In fact, I would submit that the work we do at universities like UK is essential to the future health and welfare of our Commonwealth and our country. The future has never been more important for higher education. I also believe it has never been more promising.

Consider just two examples at the University of Kentucky that underscore this point:

In April, the University of Kentucky received a four-year, more than $87 million grant from the National Institutes of Health focused on opioid use disorder and addiction.

Part of the HEALing (Helping End Addiction Long-term) Communities study, it was awarded against the backdrop of more than 47,000 opioid-overdose deaths across the country in 2017. Kentucky represents one of only four study sites across the nation selected for this groundbreaking work.

The award represents the largest grant in our institution’s history. But more important than the numbers or dollars are the lives affected by this grant.

The question we are posing is this: Is it possible for this University – working in partnership with the state and communities – to stem the tide of an epidemic, an epidemic costing thousands of lives, ravaging communities and reducing life expectancy?

We believe it is possible.

Perhaps the other great challenge confronting our Commonwealth is the need to develop a highly skilled and competitive workforce, the kind of workforce needed to recruit and retain jobs in a technologically advanced and diverse 21st century economy.

Our state has as a goal to reach 60 percent college degree attainment by 2030. The fact is that at least some education beyond high school is essential for a good-paying, sustainable job – whether that’s technical training or community college or a graduate program in computer science.

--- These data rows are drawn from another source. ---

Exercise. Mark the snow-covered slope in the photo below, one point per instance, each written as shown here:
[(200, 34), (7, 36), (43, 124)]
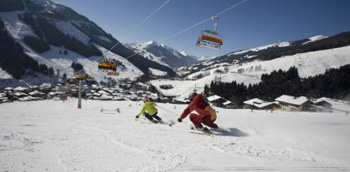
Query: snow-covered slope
[(308, 64), (80, 40), (56, 136), (4, 74), (163, 54)]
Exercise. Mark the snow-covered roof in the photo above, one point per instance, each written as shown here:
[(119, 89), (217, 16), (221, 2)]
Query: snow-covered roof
[(265, 104), (18, 94), (20, 89), (8, 88), (253, 101), (214, 98), (292, 100), (36, 93), (227, 103), (336, 104)]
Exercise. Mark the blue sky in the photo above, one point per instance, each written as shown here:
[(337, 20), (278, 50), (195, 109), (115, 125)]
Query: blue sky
[(254, 23)]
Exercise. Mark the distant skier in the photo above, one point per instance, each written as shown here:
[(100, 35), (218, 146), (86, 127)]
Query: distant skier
[(206, 114), (149, 110)]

And that’s why the state’s flagship institution – Kentucky’s university – has to ensure that the doors of opportunity are open wider for Kentuckians.

We are stepping up to meet the challenge. Consider our initiative to reduce unmet financial need—the UK LEADS program—which has garnered national attention for its innovative use of data analytics to enhance student success and expand access to higher education.

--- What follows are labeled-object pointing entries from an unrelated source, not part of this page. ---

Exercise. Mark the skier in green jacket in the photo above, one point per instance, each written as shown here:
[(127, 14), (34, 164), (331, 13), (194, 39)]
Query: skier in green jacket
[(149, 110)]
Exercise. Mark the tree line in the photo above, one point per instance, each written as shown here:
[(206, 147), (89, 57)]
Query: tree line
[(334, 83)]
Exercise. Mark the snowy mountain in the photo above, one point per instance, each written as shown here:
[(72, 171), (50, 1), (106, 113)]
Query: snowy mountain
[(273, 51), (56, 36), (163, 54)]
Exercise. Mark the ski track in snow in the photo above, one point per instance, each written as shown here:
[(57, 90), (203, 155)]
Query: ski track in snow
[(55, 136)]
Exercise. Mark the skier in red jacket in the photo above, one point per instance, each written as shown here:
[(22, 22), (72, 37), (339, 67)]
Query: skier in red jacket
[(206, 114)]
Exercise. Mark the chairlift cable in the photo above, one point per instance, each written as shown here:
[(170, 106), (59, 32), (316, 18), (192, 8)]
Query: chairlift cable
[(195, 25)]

According to our analysis, if we reduce unmet financial need to $5,000, the rate at which students return to the University increases by at least 15 percentage points.

That’s unacceptable to us. Equipped with these data, we began targeting aid to students for whom unmet financial need was the largest barrier to success. And the data suggest that UK LEADS is working, as this year we saw retention and graduation rates at record highs—translating to more students crossing the Commencement stage to lead lives of meaning and purpose.

In the last 10 years, we’ve tripled the amount of financial aid that doesn’t have to be repaid to make college more affordable. Nearly 90 percent of Kentucky students received that aid last year. In fact, among those Kentucky students with the most need – coming from the lowest income quartile, for which the median household income is less than $20,000 annually – the average cost for tuition and fees has dropped below zero.

We’re expanding our online education programs to further provide access to programs that prepare students for work in fields like distilled spirits that are dramatically growing. We are reaching back out to students with some college credit who are close to receiving their degrees – through an initiative called Project Graduate –and working with them to finish their studies. In fact, this May, 100 undergraduate students with Project Graduate received their diplomas.

It’s another way we are boldly pursuing what is possible. After all, pursuing lofty goals—dreaming big dreams—has been our promise to our Commonwealth for more than 150 years. It is the idea that a university can change the trajectory of a state and beyond for the better. It is the idea that we must always push ourselves to do more, to be more, for Kentucky.

It’s the idea in higher education – and at Kentucky’s university – that we can and we must extend the boundaries of what is possible.